Il fatto che a una banca (una banca!) sia sufficiente inviare una lettera al capo del governo per far scattare sull’attenti l’intero parlamento di fronte a proposte (ordini) francamente irricevili mi lascia disgustato. Indignato.
Una banca non può decidere la politica economica del mio paese, una banca non può mettere mano alla mia costituzione. Non glielo si deve permettere.
E quali sono poi questi ordini? Privatizzazioni, tagli della spesa, ovvero meno pensioni e riduzione degli stipendi, deregolamentazione dei contratti di lavoro e quindi, in sostanza, questo: ancora meno potere allo Stato, ulteriore trasferimento di risorse, quindi di potere, dalla sfera pubblica a quella privata. Abbiamo di fronte una tecnostruttura che perpetra sè stessa e il suo potere.
La civiltà, la legge, devono ritirarsi per lasciar crescere la giungla dell’economia incontrollata.
Oggi, sabato 15 ottobre 2011, folle di cittadini si stanno riunendo in diverse grandi città dall’oriente all’occidente. Il loro scopo è quello di rompere le catene che legano le mani della politica di fronte all’economia.

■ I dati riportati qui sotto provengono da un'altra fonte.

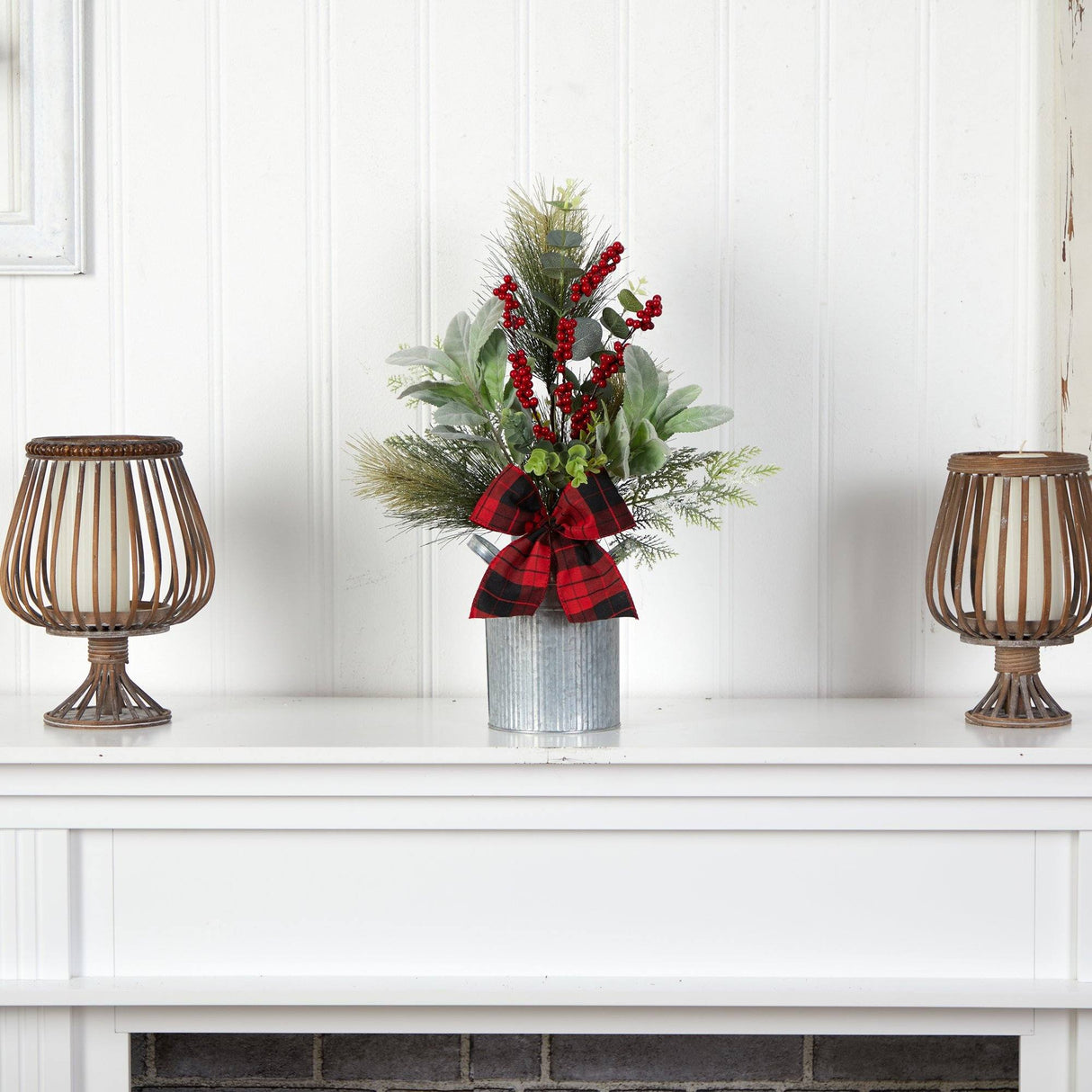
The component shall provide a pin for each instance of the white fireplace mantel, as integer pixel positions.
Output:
(718, 866)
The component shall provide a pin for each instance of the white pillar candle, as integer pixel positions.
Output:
(111, 598)
(1010, 524)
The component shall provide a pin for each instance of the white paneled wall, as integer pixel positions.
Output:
(846, 205)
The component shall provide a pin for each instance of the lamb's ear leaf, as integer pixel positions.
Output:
(494, 362)
(457, 345)
(453, 413)
(425, 356)
(437, 393)
(649, 457)
(676, 399)
(481, 327)
(617, 447)
(697, 419)
(642, 384)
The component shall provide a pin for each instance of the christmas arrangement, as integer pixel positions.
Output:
(551, 423)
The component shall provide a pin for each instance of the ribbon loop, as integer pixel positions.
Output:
(560, 545)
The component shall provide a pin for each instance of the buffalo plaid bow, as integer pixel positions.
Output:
(588, 583)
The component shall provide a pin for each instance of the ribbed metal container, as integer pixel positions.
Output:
(547, 674)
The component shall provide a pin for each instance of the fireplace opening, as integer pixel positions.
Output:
(572, 1062)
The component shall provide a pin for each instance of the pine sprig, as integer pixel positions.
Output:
(423, 481)
(542, 295)
(693, 486)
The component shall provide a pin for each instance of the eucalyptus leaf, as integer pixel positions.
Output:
(587, 338)
(615, 323)
(494, 362)
(560, 264)
(453, 413)
(564, 239)
(697, 419)
(544, 300)
(425, 356)
(676, 399)
(642, 384)
(545, 341)
(516, 428)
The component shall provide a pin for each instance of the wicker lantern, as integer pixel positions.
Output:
(1010, 566)
(106, 541)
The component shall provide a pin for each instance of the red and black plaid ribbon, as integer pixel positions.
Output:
(588, 583)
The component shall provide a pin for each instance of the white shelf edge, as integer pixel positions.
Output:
(264, 991)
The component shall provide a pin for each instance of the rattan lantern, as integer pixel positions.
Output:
(106, 542)
(1010, 566)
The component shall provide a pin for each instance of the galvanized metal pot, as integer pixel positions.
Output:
(550, 675)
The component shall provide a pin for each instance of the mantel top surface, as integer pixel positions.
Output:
(675, 730)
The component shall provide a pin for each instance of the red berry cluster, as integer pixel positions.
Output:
(566, 336)
(506, 291)
(605, 367)
(522, 380)
(607, 264)
(581, 419)
(651, 310)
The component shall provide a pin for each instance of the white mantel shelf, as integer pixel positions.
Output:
(308, 864)
(673, 730)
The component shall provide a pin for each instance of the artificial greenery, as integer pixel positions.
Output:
(504, 388)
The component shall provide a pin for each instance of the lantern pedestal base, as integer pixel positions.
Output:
(108, 698)
(1018, 698)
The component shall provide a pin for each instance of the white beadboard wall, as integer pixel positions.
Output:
(848, 208)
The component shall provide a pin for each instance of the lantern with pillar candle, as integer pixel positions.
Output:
(106, 541)
(1010, 566)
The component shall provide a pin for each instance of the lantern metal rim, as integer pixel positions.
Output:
(1009, 642)
(1019, 463)
(76, 448)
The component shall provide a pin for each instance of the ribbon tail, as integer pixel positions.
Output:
(595, 510)
(588, 583)
(511, 505)
(515, 580)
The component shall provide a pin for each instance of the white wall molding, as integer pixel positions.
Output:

E’ quello di riaffermare una mutilata e offesa sovranità.
Di far riguadagnare terreno alla democrazia.
La manifestazione di oggi costituisce insieme il culmine di una grande stagione di mobilitazione e l’inizio di una lunga lotta sociale e politica.
Se non saranno le forze di questo movimento a costruire il futuro, a farlo sarà la banca, il governo della finanza.
Sappiamo tutti da che parte stare: “we are the 99%!”
Speriamo in bene, e muoviamoci per realizzarlo.

P.S.: dedico questo articolo a mia sorella Anna, ormai da qualche ora arrivata a Roma per la manifestazione. Se verrà anche solo sfiorata da una manganellata, mi toccherà dare alle fiamme la capitale.